Carly Calbreath, an ASUCLA undergraduate representative and a third-year geography/environmental studies student, said she has noticed some students do not compost on the Hill even where facilities are available because she thinks it takes time for people to form a habit of composting.

“I think we’d all like to move to full-blown composting,” said Bob Williams, executive director of ASUCLA. “But first, let’s make sure that people can do it.”

Carlos Quintanilla, Undergraduate Students Association Council Facilities commissioner, said USAC has been asking ASUCLA to begin composting over the past year. Even if students are not used to composting, he said he is confident students will want to learn because he thinks the California drought has made some students more environmentally conscious.

Quintanilla said he thinks the consumer trial plan would be a good first start, but that ASUCLA should go with the more encompassing $100,000 plan.

Sean Murphy, a fourth-year environmental science student, said she is glad ASUCLA is considering the composting initiative.

In Murphy’s first year at UCLA, she was part of an action research team through the Institute of the Environment and Sustainability that presented a proposal to ASUCLA for composting at Lu Valle Commons, which they voted against, she said.

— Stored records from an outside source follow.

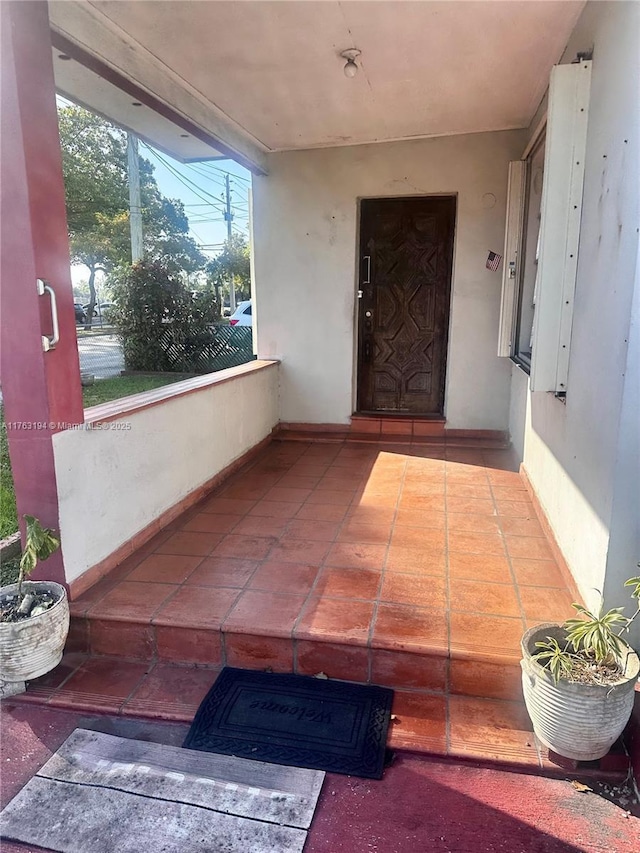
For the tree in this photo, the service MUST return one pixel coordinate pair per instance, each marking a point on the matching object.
(233, 261)
(94, 162)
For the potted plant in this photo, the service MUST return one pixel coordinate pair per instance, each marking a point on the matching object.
(578, 680)
(34, 615)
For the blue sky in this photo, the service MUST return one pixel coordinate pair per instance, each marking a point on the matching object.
(201, 187)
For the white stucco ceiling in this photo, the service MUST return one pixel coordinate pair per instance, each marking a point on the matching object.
(273, 68)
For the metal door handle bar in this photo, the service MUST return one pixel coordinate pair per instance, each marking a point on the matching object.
(49, 343)
(367, 258)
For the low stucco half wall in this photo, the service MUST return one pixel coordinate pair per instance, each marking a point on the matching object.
(116, 476)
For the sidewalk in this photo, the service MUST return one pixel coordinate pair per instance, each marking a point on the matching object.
(421, 804)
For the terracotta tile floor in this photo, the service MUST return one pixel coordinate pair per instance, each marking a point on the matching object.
(414, 566)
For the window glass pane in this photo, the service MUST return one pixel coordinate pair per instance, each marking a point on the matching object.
(526, 302)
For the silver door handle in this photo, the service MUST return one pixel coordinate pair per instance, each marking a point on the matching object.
(367, 258)
(49, 343)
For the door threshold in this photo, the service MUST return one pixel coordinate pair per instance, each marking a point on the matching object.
(386, 416)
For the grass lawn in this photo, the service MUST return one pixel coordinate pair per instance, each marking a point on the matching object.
(104, 390)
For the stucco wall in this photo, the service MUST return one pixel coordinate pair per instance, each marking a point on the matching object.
(113, 482)
(577, 455)
(305, 253)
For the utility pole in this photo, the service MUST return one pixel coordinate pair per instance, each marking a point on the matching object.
(135, 203)
(229, 218)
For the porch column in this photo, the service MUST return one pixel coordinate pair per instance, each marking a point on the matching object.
(41, 391)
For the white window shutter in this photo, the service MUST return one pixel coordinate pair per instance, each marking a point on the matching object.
(512, 254)
(560, 224)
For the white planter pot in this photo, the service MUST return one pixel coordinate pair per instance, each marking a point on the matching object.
(579, 721)
(34, 646)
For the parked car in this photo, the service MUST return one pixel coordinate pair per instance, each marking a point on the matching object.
(101, 310)
(242, 315)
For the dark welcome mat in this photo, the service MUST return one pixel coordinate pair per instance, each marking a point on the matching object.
(295, 720)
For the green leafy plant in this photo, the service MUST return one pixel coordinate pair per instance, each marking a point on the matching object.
(40, 544)
(594, 646)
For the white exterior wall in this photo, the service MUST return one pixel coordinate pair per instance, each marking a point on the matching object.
(113, 482)
(578, 455)
(306, 253)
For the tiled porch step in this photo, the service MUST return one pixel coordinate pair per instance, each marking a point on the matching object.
(492, 731)
(400, 433)
(396, 663)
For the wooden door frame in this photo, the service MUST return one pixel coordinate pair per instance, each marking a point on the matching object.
(357, 409)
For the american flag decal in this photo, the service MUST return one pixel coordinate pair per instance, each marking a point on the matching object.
(493, 261)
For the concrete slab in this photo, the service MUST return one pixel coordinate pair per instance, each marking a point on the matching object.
(101, 793)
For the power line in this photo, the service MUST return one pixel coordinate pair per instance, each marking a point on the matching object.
(206, 165)
(184, 180)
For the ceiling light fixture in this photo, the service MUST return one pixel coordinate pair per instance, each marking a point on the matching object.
(351, 67)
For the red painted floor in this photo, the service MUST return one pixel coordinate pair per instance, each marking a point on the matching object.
(421, 804)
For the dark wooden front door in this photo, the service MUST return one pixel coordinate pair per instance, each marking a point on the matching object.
(406, 251)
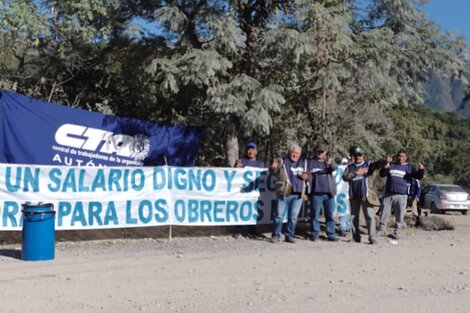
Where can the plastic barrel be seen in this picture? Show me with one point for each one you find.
(38, 235)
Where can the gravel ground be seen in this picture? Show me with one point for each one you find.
(426, 271)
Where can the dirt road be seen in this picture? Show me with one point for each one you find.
(424, 272)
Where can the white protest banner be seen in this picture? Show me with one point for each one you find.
(116, 197)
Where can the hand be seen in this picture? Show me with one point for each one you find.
(362, 171)
(328, 161)
(275, 165)
(389, 160)
(304, 176)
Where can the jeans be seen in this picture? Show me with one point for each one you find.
(290, 206)
(328, 203)
(369, 214)
(345, 222)
(398, 202)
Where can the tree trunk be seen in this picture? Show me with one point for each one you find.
(232, 142)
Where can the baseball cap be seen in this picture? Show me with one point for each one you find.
(320, 147)
(358, 151)
(251, 145)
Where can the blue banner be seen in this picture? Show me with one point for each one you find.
(38, 132)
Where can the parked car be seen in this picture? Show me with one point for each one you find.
(444, 197)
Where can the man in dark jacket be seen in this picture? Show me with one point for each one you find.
(248, 160)
(360, 194)
(290, 191)
(399, 175)
(323, 192)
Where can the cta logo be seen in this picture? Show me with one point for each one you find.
(98, 140)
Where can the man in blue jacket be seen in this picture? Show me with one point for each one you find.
(399, 175)
(360, 196)
(249, 160)
(290, 189)
(323, 192)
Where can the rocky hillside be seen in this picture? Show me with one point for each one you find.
(445, 94)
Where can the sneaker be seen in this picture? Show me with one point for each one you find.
(395, 235)
(274, 240)
(381, 233)
(290, 239)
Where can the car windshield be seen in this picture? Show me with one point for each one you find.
(451, 189)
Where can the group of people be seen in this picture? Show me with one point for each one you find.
(300, 179)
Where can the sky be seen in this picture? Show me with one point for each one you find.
(451, 15)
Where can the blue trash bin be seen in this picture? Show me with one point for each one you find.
(38, 235)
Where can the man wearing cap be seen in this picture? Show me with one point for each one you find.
(356, 174)
(323, 192)
(399, 175)
(290, 186)
(248, 160)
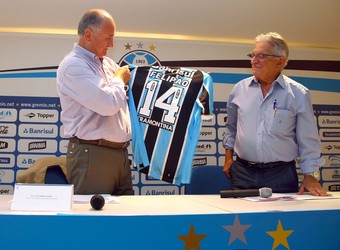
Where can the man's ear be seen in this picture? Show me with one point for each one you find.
(88, 34)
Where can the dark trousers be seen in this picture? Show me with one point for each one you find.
(282, 179)
(98, 170)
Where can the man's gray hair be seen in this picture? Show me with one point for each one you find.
(279, 43)
(92, 18)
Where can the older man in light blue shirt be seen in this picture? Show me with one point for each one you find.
(94, 112)
(270, 125)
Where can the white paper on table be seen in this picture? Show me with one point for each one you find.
(85, 199)
(289, 197)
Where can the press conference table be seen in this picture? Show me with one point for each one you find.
(177, 222)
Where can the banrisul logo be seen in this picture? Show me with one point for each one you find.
(139, 58)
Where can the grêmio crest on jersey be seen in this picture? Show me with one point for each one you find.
(166, 104)
(139, 58)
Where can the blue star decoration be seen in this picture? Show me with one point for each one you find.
(237, 231)
(192, 240)
(280, 236)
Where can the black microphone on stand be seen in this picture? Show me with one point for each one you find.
(262, 192)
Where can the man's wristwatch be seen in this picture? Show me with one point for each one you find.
(315, 175)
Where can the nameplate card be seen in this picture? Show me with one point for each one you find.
(42, 197)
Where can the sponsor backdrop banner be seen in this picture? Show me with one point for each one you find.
(30, 126)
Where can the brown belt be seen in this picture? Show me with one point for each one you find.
(101, 142)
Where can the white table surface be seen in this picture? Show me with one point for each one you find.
(187, 204)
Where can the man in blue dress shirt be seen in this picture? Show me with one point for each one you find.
(271, 125)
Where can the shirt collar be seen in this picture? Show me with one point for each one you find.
(279, 80)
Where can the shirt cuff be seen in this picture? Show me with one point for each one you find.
(309, 166)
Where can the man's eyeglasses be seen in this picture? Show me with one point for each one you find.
(260, 56)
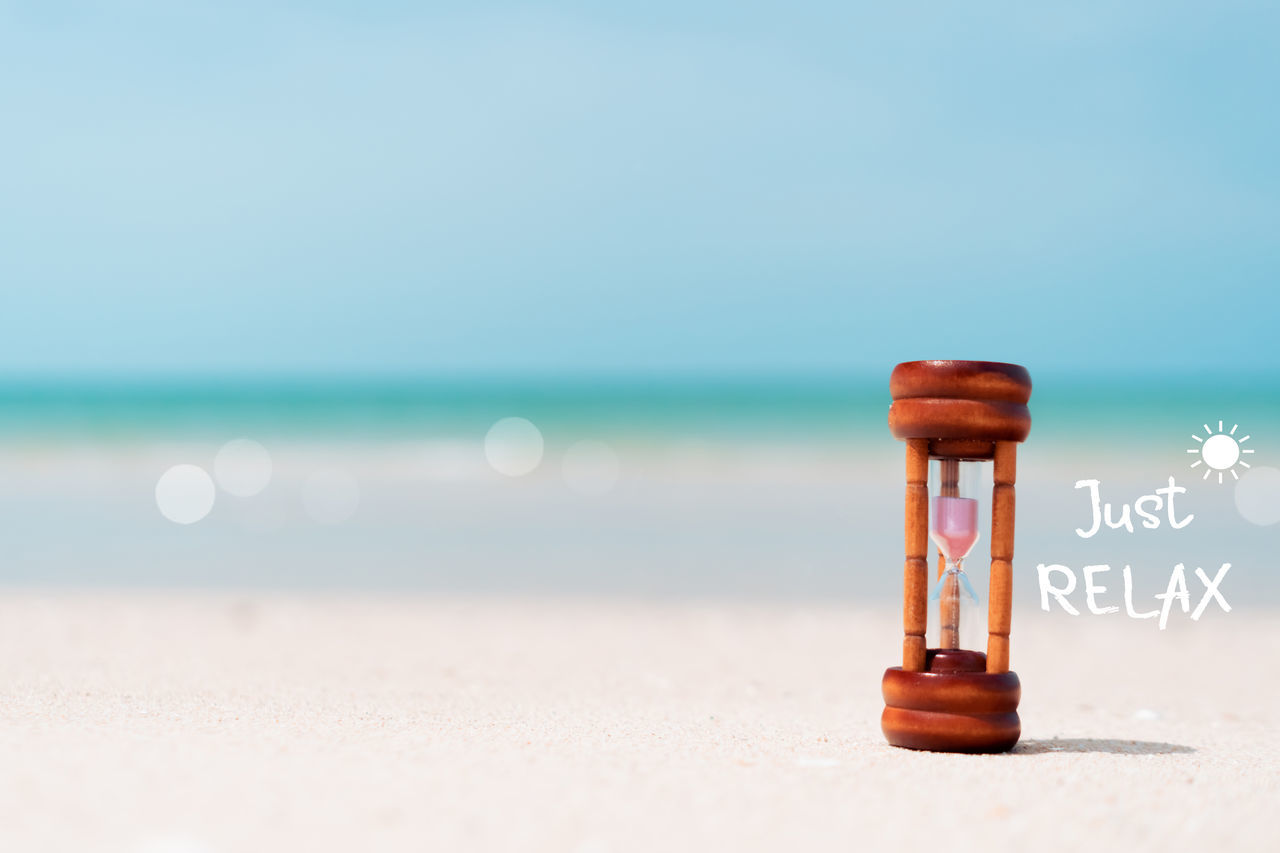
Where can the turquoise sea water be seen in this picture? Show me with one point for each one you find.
(769, 487)
(654, 409)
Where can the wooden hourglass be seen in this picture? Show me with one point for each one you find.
(955, 413)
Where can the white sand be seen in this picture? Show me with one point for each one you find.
(183, 723)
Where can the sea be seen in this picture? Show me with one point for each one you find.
(737, 488)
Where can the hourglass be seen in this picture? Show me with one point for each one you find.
(954, 416)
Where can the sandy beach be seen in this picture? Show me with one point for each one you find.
(218, 721)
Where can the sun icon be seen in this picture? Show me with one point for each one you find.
(1220, 451)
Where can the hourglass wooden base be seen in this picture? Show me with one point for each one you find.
(952, 706)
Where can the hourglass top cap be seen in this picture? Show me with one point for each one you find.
(967, 400)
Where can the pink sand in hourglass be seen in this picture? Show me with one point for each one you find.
(954, 525)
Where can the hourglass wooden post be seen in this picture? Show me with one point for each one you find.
(951, 698)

“I think just the fact that Karen is presenting this now is a good sign,” Murphy said.

 

To address the cost of the potential composting system, Noh suggested using about $10,000 to $15,000 of the money currently allocated for compostable packaging at Greenhouse in Ackerman Union, which she said goes in the regular trash because there are no composting bins there.

Noh said she plans to make a new financial chart combining the costs of the kitchen composting and Lu Valle Commons consumer composting proposals, including redirected money from Greenhouse, to present to ASUCLA’s financial committee in April.